Scientists at Stanford have found a way to produce bendable, lightweight batteries and supercapacitors using ink, paper, carbon nanotubes, and silver nanowires. The nanotubes and nanowires are mixed with ink and painted onto a piece of regular printer paper, which is then dried in an oven. The end result is thin, low-cost, and very flexible, just like your sister.
The paper supercapacitor may last through 40,000 charge-discharge cycles – at least an order of magnitude more than lithium batteries. [...] Cui had previously created nanomaterial energy storage devices using plastics. His new research shows that a paper battery is more durable because the ink adheres more strongly to paper. [...] What’s more, you can crumple or fold the paper battery, or even soak it in acidic or basic solutions, and the performance does not degrade. “We just haven’t tested what happens when you burn it,” he said. [...]

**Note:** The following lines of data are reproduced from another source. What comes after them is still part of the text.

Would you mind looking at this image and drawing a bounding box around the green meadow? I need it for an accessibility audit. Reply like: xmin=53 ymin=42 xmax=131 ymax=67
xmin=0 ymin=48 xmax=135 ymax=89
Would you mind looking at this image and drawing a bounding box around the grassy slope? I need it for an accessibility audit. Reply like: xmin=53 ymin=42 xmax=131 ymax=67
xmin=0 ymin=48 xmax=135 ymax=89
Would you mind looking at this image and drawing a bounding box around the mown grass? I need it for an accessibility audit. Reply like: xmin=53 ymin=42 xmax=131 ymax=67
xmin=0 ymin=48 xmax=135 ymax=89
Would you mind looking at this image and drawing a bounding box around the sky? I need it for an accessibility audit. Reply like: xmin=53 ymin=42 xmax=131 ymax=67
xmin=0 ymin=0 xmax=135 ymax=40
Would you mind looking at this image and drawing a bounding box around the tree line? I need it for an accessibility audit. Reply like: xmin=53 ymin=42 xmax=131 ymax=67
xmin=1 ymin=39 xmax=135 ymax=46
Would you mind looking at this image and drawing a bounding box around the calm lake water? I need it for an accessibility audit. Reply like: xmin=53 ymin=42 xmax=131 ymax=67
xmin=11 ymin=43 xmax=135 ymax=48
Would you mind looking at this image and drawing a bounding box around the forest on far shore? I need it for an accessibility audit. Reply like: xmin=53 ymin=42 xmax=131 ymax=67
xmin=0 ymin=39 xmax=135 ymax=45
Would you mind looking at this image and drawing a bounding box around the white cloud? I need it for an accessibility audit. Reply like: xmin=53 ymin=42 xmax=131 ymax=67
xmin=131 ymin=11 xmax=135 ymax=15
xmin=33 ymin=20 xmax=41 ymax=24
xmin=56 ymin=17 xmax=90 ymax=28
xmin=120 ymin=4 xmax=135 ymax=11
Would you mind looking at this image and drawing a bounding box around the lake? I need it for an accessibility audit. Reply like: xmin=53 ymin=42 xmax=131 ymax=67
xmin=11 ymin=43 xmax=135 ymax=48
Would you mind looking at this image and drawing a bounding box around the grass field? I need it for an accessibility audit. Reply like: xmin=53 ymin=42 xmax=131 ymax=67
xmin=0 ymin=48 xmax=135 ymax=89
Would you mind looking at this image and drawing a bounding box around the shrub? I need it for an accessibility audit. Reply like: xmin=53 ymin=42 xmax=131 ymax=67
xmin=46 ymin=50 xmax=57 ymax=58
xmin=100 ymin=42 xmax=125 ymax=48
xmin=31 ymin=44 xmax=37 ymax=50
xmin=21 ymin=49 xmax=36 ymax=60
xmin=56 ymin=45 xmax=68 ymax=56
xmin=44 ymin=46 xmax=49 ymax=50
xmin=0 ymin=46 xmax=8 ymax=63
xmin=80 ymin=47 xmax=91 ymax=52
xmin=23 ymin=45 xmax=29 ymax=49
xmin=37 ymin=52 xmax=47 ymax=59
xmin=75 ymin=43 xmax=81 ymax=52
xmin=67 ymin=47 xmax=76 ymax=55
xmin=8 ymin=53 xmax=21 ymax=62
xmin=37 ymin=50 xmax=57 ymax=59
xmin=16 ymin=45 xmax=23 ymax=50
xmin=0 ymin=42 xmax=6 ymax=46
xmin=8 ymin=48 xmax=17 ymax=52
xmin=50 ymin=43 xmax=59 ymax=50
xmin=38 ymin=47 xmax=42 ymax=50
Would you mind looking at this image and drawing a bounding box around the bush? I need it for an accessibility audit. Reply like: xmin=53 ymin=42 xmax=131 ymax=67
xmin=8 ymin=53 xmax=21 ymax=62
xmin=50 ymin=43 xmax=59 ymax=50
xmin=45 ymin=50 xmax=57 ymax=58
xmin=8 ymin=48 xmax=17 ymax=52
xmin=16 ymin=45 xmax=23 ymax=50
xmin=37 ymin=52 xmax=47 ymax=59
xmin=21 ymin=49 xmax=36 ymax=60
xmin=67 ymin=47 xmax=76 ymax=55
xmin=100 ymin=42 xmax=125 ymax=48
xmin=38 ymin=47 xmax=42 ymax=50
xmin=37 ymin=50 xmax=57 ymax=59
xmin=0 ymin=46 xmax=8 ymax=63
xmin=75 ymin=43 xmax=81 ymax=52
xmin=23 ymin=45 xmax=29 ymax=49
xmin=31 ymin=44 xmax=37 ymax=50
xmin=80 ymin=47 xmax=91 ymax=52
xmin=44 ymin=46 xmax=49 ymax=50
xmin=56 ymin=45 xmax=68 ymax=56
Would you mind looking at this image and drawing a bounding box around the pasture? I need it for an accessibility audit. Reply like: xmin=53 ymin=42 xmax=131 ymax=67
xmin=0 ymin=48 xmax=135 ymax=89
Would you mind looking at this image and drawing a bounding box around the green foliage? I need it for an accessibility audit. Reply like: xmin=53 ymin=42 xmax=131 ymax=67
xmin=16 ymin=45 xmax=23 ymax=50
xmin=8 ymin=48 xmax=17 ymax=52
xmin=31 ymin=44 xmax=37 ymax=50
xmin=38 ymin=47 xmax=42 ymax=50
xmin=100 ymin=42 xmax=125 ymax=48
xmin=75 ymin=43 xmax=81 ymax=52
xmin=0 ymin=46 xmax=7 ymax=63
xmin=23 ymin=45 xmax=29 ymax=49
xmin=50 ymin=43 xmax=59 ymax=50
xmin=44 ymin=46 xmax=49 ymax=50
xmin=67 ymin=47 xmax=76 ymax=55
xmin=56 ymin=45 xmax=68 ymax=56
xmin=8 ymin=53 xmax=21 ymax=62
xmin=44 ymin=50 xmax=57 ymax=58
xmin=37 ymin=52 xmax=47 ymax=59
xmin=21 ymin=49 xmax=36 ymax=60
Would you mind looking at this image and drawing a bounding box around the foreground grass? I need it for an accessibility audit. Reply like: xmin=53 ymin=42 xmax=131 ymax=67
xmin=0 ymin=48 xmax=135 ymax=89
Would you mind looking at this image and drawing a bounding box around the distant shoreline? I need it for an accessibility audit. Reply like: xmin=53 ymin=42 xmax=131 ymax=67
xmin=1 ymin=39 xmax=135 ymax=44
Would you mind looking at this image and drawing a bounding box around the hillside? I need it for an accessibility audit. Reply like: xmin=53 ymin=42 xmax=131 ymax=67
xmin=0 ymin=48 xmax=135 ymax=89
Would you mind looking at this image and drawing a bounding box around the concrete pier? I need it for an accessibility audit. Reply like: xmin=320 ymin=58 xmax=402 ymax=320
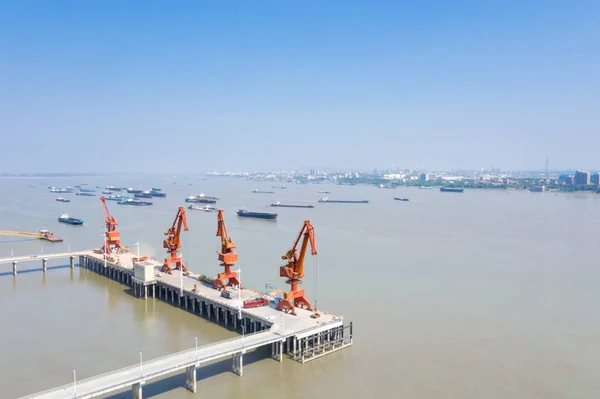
xmin=132 ymin=382 xmax=142 ymax=399
xmin=232 ymin=352 xmax=244 ymax=376
xmin=11 ymin=250 xmax=353 ymax=399
xmin=185 ymin=365 xmax=196 ymax=393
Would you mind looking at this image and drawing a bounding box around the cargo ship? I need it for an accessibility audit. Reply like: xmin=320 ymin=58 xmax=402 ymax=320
xmin=80 ymin=188 xmax=96 ymax=193
xmin=149 ymin=190 xmax=167 ymax=197
xmin=76 ymin=192 xmax=96 ymax=197
xmin=105 ymin=195 xmax=131 ymax=201
xmin=237 ymin=210 xmax=278 ymax=220
xmin=393 ymin=197 xmax=410 ymax=202
xmin=49 ymin=187 xmax=73 ymax=194
xmin=126 ymin=188 xmax=143 ymax=194
xmin=440 ymin=187 xmax=464 ymax=193
xmin=318 ymin=197 xmax=368 ymax=204
xmin=151 ymin=188 xmax=162 ymax=191
xmin=185 ymin=194 xmax=217 ymax=203
xmin=105 ymin=186 xmax=122 ymax=192
xmin=118 ymin=199 xmax=152 ymax=206
xmin=270 ymin=201 xmax=314 ymax=208
xmin=188 ymin=205 xmax=217 ymax=212
xmin=252 ymin=189 xmax=275 ymax=194
xmin=56 ymin=197 xmax=71 ymax=203
xmin=101 ymin=190 xmax=112 ymax=194
xmin=134 ymin=192 xmax=153 ymax=199
xmin=58 ymin=214 xmax=83 ymax=225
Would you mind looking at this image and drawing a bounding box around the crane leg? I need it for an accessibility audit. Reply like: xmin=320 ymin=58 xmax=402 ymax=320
xmin=276 ymin=299 xmax=297 ymax=316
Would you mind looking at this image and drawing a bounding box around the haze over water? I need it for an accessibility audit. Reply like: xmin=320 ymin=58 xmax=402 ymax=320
xmin=2 ymin=176 xmax=600 ymax=398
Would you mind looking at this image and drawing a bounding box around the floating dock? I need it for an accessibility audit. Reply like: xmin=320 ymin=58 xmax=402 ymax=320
xmin=9 ymin=251 xmax=352 ymax=398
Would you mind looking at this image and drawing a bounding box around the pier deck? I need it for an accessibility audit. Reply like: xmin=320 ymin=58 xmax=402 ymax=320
xmin=7 ymin=251 xmax=352 ymax=398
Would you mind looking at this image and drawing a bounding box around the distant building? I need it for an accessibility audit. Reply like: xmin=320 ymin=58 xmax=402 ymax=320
xmin=419 ymin=173 xmax=430 ymax=181
xmin=565 ymin=176 xmax=575 ymax=185
xmin=592 ymin=173 xmax=600 ymax=186
xmin=574 ymin=170 xmax=591 ymax=185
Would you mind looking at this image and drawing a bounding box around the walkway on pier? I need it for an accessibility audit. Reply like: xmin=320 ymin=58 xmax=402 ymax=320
xmin=21 ymin=330 xmax=283 ymax=399
xmin=0 ymin=251 xmax=86 ymax=265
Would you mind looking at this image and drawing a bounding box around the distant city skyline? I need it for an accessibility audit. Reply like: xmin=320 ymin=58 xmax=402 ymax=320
xmin=1 ymin=1 xmax=598 ymax=173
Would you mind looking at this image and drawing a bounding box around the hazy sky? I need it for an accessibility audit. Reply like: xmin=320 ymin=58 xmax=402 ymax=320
xmin=1 ymin=1 xmax=598 ymax=173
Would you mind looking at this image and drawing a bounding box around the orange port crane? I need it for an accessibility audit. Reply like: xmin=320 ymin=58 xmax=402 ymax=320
xmin=100 ymin=196 xmax=122 ymax=253
xmin=213 ymin=209 xmax=241 ymax=291
xmin=161 ymin=207 xmax=189 ymax=274
xmin=277 ymin=220 xmax=317 ymax=315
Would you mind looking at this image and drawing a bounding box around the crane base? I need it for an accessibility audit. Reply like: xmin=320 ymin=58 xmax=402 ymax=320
xmin=161 ymin=260 xmax=189 ymax=275
xmin=277 ymin=295 xmax=312 ymax=316
xmin=213 ymin=276 xmax=241 ymax=291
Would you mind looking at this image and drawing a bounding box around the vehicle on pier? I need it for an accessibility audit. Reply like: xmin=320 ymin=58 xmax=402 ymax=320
xmin=221 ymin=291 xmax=233 ymax=299
xmin=243 ymin=297 xmax=268 ymax=308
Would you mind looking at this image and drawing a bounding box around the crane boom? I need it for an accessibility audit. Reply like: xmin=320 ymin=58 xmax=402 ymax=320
xmin=213 ymin=209 xmax=240 ymax=291
xmin=161 ymin=207 xmax=189 ymax=274
xmin=277 ymin=220 xmax=317 ymax=315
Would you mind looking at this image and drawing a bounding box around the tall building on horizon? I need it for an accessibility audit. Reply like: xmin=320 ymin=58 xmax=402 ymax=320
xmin=574 ymin=170 xmax=591 ymax=185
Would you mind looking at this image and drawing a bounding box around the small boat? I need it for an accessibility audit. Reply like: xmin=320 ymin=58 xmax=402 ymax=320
xmin=317 ymin=190 xmax=330 ymax=194
xmin=74 ymin=185 xmax=82 ymax=189
xmin=80 ymin=188 xmax=96 ymax=193
xmin=271 ymin=201 xmax=314 ymax=208
xmin=96 ymin=185 xmax=103 ymax=189
xmin=252 ymin=189 xmax=275 ymax=194
xmin=126 ymin=188 xmax=143 ymax=194
xmin=76 ymin=192 xmax=96 ymax=197
xmin=318 ymin=197 xmax=368 ymax=204
xmin=58 ymin=213 xmax=83 ymax=225
xmin=393 ymin=197 xmax=410 ymax=202
xmin=440 ymin=187 xmax=464 ymax=193
xmin=188 ymin=205 xmax=217 ymax=212
xmin=272 ymin=185 xmax=287 ymax=189
xmin=420 ymin=186 xmax=433 ymax=190
xmin=237 ymin=210 xmax=278 ymax=220
xmin=101 ymin=190 xmax=112 ymax=194
xmin=378 ymin=184 xmax=396 ymax=189
xmin=117 ymin=199 xmax=153 ymax=206
xmin=106 ymin=186 xmax=122 ymax=191
xmin=151 ymin=188 xmax=162 ymax=191
xmin=56 ymin=197 xmax=71 ymax=203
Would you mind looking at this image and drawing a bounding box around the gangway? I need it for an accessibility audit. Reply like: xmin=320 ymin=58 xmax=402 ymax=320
xmin=0 ymin=230 xmax=63 ymax=242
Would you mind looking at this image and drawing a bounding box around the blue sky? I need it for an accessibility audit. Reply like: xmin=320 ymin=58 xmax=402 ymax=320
xmin=0 ymin=1 xmax=598 ymax=173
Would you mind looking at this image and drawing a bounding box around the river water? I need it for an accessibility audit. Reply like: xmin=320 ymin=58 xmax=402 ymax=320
xmin=1 ymin=176 xmax=599 ymax=398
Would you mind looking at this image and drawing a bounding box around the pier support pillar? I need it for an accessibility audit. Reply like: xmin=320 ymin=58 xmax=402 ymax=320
xmin=69 ymin=256 xmax=74 ymax=269
xmin=42 ymin=259 xmax=47 ymax=272
xmin=232 ymin=352 xmax=243 ymax=376
xmin=144 ymin=285 xmax=147 ymax=299
xmin=185 ymin=365 xmax=197 ymax=393
xmin=12 ymin=261 xmax=17 ymax=276
xmin=271 ymin=341 xmax=283 ymax=362
xmin=132 ymin=382 xmax=142 ymax=399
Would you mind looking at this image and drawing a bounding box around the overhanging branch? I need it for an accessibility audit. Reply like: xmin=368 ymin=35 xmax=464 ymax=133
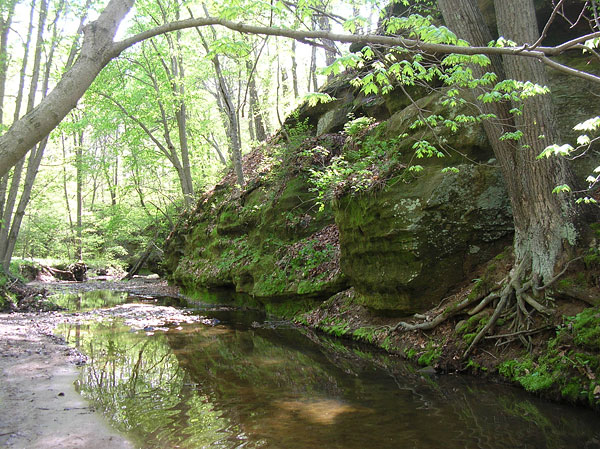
xmin=112 ymin=17 xmax=600 ymax=84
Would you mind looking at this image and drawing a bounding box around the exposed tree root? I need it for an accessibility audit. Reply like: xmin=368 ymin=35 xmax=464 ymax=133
xmin=387 ymin=254 xmax=582 ymax=360
xmin=379 ymin=283 xmax=503 ymax=333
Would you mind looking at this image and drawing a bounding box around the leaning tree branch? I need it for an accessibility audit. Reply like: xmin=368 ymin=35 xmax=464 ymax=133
xmin=554 ymin=31 xmax=600 ymax=52
xmin=112 ymin=17 xmax=600 ymax=85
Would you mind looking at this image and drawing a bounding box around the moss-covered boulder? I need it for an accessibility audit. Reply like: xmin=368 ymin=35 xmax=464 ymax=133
xmin=164 ymin=74 xmax=515 ymax=315
xmin=335 ymin=162 xmax=512 ymax=314
xmin=164 ymin=46 xmax=595 ymax=317
xmin=163 ymin=140 xmax=348 ymax=305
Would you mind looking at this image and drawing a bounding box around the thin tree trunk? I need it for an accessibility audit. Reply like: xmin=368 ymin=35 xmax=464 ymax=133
xmin=246 ymin=60 xmax=267 ymax=142
xmin=196 ymin=24 xmax=244 ymax=185
xmin=61 ymin=133 xmax=74 ymax=260
xmin=129 ymin=152 xmax=151 ymax=217
xmin=113 ymin=152 xmax=118 ymax=204
xmin=2 ymin=137 xmax=47 ymax=270
xmin=205 ymin=133 xmax=227 ymax=164
xmin=75 ymin=131 xmax=83 ymax=261
xmin=2 ymin=0 xmax=70 ymax=270
xmin=276 ymin=53 xmax=285 ymax=128
xmin=308 ymin=43 xmax=318 ymax=91
xmin=173 ymin=44 xmax=194 ymax=205
xmin=0 ymin=0 xmax=37 ymax=230
xmin=318 ymin=12 xmax=337 ymax=81
xmin=0 ymin=0 xmax=14 ymax=224
xmin=0 ymin=0 xmax=44 ymax=264
xmin=0 ymin=0 xmax=16 ymax=123
xmin=291 ymin=39 xmax=299 ymax=98
xmin=248 ymin=108 xmax=255 ymax=141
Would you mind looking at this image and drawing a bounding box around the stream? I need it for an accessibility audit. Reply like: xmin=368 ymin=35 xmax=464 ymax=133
xmin=50 ymin=289 xmax=600 ymax=449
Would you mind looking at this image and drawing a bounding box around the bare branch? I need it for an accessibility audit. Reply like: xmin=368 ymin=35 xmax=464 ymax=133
xmin=554 ymin=31 xmax=600 ymax=52
xmin=529 ymin=0 xmax=565 ymax=50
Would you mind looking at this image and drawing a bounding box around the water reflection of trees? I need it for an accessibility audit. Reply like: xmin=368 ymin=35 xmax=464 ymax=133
xmin=58 ymin=317 xmax=600 ymax=449
xmin=60 ymin=320 xmax=233 ymax=448
xmin=51 ymin=290 xmax=128 ymax=311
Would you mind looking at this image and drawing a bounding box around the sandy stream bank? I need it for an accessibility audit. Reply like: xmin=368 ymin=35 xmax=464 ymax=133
xmin=0 ymin=278 xmax=184 ymax=448
xmin=0 ymin=312 xmax=134 ymax=448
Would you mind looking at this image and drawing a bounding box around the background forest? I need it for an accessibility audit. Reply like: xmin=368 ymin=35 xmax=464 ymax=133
xmin=0 ymin=0 xmax=375 ymax=270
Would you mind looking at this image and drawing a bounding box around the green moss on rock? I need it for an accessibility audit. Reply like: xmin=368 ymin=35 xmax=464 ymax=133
xmin=335 ymin=163 xmax=513 ymax=313
xmin=498 ymin=306 xmax=600 ymax=409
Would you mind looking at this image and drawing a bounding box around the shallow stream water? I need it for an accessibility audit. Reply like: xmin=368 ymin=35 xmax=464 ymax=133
xmin=52 ymin=290 xmax=600 ymax=449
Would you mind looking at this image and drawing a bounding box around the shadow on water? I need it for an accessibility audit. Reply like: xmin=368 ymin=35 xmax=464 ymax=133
xmin=54 ymin=290 xmax=600 ymax=449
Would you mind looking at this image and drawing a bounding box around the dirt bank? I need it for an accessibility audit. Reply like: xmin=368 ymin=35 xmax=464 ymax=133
xmin=0 ymin=312 xmax=134 ymax=448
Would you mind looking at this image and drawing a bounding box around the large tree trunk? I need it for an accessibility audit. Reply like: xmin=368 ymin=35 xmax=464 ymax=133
xmin=493 ymin=0 xmax=581 ymax=280
xmin=438 ymin=0 xmax=581 ymax=283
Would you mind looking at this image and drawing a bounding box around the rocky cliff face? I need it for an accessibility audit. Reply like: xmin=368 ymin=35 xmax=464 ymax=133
xmin=164 ymin=49 xmax=597 ymax=315
xmin=163 ymin=71 xmax=521 ymax=314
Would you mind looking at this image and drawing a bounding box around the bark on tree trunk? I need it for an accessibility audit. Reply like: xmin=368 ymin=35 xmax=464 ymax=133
xmin=494 ymin=0 xmax=581 ymax=281
xmin=212 ymin=63 xmax=244 ymax=185
xmin=0 ymin=0 xmax=45 ymax=264
xmin=308 ymin=44 xmax=318 ymax=91
xmin=174 ymin=50 xmax=194 ymax=205
xmin=438 ymin=0 xmax=582 ymax=283
xmin=246 ymin=60 xmax=267 ymax=142
xmin=291 ymin=39 xmax=299 ymax=98
xmin=0 ymin=0 xmax=16 ymax=123
xmin=61 ymin=133 xmax=74 ymax=260
xmin=0 ymin=0 xmax=33 ymax=217
xmin=2 ymin=0 xmax=71 ymax=270
xmin=196 ymin=21 xmax=245 ymax=186
xmin=318 ymin=13 xmax=337 ymax=82
xmin=2 ymin=137 xmax=48 ymax=271
xmin=75 ymin=131 xmax=83 ymax=262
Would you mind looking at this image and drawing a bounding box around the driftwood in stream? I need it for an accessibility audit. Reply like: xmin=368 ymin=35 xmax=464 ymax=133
xmin=124 ymin=241 xmax=155 ymax=280
xmin=39 ymin=262 xmax=88 ymax=282
xmin=69 ymin=262 xmax=88 ymax=281
xmin=42 ymin=266 xmax=75 ymax=281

Cui predicts the biggest impact may be in large-scale storage of electricity on the distribution grid. Excess electricity generated at night, for example, could be saved for peak-use periods during the day. Wind farms and solar energy systems also may require storage. [Stanford]
I’m totally going to paint all six sides of a room with this stuff and pretend I’m James Woods’s's’s wife in the Quitters, Inc. part of Cat’s Eye.